Since $P(X \ge c)$ is highly unlikely to occur, I have had to generate a huge amount of random values to get an estimate, and have estimating the value using more than $10^{9}$ samples, where the results always gave (roughly) the same estimate, in the order of $10^{-6}$, with an identical variance.

I haven't gotten around to do importance sampling yet, so just ignore that for the moment (I'm not asking for the solution, just pointers to figure out what I'm doing wrong).

Conditioning

Since it's possible to calcuate $P(X \ge c)$ for a known $\mu$, I've tried doing that directly for a set of $\mu$; this yields the same estimate as the raw estimator and greatly improveces the variance to an order of $10^{-12}$, from the raw $10^{-6}$. This feels a bit like cheating though and I'm not entirely convinced that this is actually using conditioning.

Failing to use control variates

Like with antithetic variables, I haven't managed to successfully implement control variates.
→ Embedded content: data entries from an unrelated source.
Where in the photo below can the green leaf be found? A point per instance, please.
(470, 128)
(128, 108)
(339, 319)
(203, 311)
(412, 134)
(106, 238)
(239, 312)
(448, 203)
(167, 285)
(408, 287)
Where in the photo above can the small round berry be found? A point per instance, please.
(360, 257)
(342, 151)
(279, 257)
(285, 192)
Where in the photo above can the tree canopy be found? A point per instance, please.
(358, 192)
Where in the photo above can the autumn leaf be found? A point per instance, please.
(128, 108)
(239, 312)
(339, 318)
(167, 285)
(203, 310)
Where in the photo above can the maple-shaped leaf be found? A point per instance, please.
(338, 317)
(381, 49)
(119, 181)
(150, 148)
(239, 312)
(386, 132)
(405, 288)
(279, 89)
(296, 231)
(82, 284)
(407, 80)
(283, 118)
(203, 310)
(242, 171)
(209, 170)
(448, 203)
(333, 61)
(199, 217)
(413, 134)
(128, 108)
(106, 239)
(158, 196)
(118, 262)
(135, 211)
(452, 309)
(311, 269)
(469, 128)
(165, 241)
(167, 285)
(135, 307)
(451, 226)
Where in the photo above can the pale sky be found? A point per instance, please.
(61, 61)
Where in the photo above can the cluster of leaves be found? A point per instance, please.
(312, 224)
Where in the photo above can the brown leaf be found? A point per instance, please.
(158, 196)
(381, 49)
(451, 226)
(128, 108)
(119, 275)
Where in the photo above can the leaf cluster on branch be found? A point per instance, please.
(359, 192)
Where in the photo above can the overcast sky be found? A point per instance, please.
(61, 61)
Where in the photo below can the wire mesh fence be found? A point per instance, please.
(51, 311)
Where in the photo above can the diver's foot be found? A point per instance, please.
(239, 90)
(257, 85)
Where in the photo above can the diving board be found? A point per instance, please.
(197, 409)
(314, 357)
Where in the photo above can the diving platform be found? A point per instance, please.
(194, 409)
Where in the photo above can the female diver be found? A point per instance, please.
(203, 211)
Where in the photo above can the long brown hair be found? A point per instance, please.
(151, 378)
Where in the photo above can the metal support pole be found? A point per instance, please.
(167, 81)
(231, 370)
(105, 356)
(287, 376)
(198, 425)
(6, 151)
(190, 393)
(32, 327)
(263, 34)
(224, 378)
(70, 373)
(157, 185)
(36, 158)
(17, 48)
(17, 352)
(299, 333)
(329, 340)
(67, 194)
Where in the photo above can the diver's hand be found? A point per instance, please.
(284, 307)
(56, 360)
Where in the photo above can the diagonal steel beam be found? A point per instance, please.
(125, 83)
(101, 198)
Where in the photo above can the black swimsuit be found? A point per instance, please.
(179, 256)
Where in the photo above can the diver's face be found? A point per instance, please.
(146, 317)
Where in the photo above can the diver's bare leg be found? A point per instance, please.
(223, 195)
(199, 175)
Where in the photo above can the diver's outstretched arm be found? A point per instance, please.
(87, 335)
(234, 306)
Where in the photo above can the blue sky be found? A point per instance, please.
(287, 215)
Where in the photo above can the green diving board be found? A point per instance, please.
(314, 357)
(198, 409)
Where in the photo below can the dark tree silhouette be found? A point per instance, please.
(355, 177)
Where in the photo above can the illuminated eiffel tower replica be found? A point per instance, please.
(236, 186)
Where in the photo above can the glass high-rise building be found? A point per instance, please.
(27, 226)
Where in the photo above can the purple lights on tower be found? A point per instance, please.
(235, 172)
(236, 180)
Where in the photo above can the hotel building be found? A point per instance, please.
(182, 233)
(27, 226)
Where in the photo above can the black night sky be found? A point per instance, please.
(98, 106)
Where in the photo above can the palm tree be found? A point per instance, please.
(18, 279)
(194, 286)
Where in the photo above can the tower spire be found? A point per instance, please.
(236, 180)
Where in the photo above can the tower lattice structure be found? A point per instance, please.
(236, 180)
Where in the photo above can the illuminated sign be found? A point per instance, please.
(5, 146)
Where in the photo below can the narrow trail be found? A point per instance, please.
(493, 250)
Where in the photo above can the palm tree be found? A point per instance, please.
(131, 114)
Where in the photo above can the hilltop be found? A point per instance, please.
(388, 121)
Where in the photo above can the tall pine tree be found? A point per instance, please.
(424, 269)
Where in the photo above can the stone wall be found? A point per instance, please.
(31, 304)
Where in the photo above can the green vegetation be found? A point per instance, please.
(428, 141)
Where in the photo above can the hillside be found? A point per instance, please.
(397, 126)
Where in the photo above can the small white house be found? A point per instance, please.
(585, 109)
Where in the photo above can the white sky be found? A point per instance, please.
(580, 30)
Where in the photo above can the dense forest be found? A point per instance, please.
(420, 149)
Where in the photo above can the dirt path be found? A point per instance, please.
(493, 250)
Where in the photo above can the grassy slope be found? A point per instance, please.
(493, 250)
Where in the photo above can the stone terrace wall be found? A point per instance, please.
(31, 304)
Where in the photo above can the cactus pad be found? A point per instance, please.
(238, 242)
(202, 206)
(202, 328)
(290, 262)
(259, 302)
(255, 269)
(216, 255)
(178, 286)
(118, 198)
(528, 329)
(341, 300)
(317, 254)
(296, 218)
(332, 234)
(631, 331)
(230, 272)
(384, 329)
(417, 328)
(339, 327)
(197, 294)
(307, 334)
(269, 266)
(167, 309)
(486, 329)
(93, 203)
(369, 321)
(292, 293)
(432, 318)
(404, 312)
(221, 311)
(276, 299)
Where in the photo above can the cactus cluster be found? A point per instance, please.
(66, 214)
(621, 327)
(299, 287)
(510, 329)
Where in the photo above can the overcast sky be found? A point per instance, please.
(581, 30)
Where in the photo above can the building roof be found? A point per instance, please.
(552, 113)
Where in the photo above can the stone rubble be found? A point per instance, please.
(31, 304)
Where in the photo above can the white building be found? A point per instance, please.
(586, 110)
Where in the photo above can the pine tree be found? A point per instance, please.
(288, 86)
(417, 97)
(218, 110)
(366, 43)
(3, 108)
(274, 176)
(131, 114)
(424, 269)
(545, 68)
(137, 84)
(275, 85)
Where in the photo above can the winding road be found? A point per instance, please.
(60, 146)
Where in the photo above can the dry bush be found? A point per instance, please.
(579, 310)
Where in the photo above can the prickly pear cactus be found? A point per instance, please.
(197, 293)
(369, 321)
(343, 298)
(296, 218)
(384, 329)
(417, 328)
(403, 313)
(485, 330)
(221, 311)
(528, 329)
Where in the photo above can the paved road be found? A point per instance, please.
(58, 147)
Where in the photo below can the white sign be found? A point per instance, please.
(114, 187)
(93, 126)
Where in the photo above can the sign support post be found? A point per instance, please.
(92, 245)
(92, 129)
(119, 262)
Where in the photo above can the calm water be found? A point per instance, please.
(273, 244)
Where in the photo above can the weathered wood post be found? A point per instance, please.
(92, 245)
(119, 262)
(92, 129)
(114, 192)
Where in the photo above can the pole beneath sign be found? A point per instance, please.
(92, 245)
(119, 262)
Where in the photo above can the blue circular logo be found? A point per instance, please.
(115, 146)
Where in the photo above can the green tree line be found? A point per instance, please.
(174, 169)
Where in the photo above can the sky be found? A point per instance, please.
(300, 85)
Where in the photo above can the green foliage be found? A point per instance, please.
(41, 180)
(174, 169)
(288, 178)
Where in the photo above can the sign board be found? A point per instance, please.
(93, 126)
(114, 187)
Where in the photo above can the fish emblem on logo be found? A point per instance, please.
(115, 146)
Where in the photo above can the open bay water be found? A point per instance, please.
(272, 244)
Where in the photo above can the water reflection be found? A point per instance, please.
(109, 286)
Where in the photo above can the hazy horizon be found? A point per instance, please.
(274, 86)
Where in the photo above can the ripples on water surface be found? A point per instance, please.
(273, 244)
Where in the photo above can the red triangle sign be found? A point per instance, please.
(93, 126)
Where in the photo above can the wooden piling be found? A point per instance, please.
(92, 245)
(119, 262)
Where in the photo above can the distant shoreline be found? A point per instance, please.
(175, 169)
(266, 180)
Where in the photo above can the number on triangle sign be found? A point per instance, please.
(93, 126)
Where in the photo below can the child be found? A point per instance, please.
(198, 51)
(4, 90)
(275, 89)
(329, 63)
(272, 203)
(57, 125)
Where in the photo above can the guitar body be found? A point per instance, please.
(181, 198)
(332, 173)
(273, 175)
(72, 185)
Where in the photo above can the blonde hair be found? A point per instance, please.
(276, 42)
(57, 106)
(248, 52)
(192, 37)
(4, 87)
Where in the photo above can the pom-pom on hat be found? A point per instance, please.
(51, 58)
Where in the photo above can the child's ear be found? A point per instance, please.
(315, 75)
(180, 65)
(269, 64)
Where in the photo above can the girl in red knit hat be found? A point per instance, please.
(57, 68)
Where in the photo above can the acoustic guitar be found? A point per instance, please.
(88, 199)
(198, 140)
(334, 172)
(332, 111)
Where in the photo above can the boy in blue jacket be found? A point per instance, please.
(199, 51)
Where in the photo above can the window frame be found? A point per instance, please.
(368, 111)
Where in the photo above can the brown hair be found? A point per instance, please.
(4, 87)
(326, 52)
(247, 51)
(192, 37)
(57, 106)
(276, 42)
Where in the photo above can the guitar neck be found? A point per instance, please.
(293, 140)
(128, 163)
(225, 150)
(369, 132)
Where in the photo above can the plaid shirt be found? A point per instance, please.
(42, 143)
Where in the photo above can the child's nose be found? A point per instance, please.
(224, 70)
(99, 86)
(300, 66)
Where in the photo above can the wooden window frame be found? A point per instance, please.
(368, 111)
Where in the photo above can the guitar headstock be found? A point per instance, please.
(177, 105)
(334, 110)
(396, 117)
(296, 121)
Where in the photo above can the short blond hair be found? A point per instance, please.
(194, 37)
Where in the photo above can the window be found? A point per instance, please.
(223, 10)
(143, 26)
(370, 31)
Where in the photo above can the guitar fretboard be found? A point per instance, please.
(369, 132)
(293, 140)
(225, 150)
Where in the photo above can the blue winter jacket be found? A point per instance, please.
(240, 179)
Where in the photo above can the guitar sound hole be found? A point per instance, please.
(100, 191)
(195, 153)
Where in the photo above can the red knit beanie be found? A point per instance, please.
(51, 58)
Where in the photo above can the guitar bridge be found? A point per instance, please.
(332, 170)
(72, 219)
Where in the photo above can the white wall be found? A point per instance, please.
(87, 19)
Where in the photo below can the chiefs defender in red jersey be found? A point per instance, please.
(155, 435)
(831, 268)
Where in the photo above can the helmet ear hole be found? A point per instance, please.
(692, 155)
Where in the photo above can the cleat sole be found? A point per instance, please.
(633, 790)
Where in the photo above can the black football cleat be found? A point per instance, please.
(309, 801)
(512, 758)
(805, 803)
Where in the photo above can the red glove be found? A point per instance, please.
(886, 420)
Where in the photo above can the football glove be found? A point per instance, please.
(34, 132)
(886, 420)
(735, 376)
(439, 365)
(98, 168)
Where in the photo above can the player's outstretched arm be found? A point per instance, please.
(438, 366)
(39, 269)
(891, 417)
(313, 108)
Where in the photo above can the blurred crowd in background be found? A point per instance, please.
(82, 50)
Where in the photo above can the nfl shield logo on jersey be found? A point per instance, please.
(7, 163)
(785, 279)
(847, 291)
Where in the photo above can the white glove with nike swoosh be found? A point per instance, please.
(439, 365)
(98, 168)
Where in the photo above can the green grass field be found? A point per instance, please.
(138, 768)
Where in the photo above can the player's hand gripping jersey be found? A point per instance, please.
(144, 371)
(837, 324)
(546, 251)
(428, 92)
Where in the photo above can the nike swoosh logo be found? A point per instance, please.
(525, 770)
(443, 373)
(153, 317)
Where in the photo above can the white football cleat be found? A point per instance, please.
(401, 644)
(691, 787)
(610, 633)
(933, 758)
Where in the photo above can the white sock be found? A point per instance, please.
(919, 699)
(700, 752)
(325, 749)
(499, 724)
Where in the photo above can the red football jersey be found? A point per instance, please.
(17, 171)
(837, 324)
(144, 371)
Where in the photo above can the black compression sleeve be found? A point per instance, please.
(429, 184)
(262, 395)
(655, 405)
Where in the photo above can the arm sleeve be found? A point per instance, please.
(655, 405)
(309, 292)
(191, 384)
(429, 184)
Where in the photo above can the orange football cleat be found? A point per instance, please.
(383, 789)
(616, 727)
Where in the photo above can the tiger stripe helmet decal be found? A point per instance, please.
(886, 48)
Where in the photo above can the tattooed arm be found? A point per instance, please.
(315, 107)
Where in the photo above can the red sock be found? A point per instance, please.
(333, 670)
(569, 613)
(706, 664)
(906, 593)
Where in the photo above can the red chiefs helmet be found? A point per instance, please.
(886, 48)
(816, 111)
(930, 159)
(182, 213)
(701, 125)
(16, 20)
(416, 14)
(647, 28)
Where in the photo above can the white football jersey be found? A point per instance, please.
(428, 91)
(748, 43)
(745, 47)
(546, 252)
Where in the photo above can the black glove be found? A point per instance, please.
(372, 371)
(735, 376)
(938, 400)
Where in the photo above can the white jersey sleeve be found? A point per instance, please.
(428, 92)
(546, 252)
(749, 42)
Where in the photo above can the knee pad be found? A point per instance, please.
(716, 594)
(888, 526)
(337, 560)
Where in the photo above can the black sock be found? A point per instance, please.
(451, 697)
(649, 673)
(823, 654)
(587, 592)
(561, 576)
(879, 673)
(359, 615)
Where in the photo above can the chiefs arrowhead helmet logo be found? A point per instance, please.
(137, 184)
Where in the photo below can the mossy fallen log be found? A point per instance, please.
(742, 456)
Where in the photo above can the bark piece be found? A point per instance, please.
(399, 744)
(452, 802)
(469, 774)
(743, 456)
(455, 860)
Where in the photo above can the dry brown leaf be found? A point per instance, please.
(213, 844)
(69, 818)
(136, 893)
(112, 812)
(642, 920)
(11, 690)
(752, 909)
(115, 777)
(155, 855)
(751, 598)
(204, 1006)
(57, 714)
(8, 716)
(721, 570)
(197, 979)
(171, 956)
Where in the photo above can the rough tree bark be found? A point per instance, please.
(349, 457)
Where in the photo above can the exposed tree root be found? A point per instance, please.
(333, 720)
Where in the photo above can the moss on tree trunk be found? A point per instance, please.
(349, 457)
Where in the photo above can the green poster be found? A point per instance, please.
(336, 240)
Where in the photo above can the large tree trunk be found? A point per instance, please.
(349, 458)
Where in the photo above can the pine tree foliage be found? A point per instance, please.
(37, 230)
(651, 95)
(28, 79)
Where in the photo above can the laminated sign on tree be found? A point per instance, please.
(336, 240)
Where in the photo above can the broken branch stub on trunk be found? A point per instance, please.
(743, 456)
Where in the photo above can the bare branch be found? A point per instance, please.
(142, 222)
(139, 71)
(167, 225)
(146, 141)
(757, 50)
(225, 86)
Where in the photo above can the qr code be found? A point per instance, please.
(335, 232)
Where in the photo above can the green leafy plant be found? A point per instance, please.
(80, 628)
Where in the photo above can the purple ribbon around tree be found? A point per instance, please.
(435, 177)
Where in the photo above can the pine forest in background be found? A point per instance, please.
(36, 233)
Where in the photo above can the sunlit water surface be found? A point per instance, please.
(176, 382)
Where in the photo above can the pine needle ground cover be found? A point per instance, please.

I've tried using two approaches:

  • Generating $U_1 \sim U(0,1)$ to calcuate the means $\mu$ based on $U_1$ and then generate a sample of $X$ based on the means. I then generate $U_2$ and use that to generate $Y$ distributed on $N(0,1)$ with a standard deviation based on $U_2$.
  • As above, but instead of using $U_2$ to generate $Y$, use $U_1$
  • As both of the above, but swapping $N$ with some other distribution.

The estimate is then based on $X + c (Y - E[Y])$ with $c = - \frac{cov(X,Y)}{var(Y)}$. Using these methods, I either get an estimate that's identical to the raw estimator but no improvement in variance, or I get something that's in the order of $10^{-4}$ or $10^{-12}$.

I need to use this on both the conditioned estimator and the raw estimator.

Failing to use antithetic variables

My approach for using antithetic variable is to generate $U \sim U(0,1)$ and then calculate $Y_1$, using $U$ and $Y_2$ using $1 - U$ -- i.e. $Y_1$ and $Y_2$ are clearly negatively correlated and both distributed on $U(0,1)$. I've then tried to approaches to get an estimate:

  • Generate $X_1$ using $Y_1$ and $X_2$ using $Y_2$ and finding the mean of the estimators based on $X_1$ and $X_2$
  • Generate $X_1$ using $\frac{Y_1 + Y_2}{2}$ and use $X_1$ to find the estimate.

Using both methods I always get an estimator which is only $\frac{3}{5}$ of what the raw estimator gives me. Clearly not correct.

This only needs to be done for the conditioned estimator and not for the raw estimator.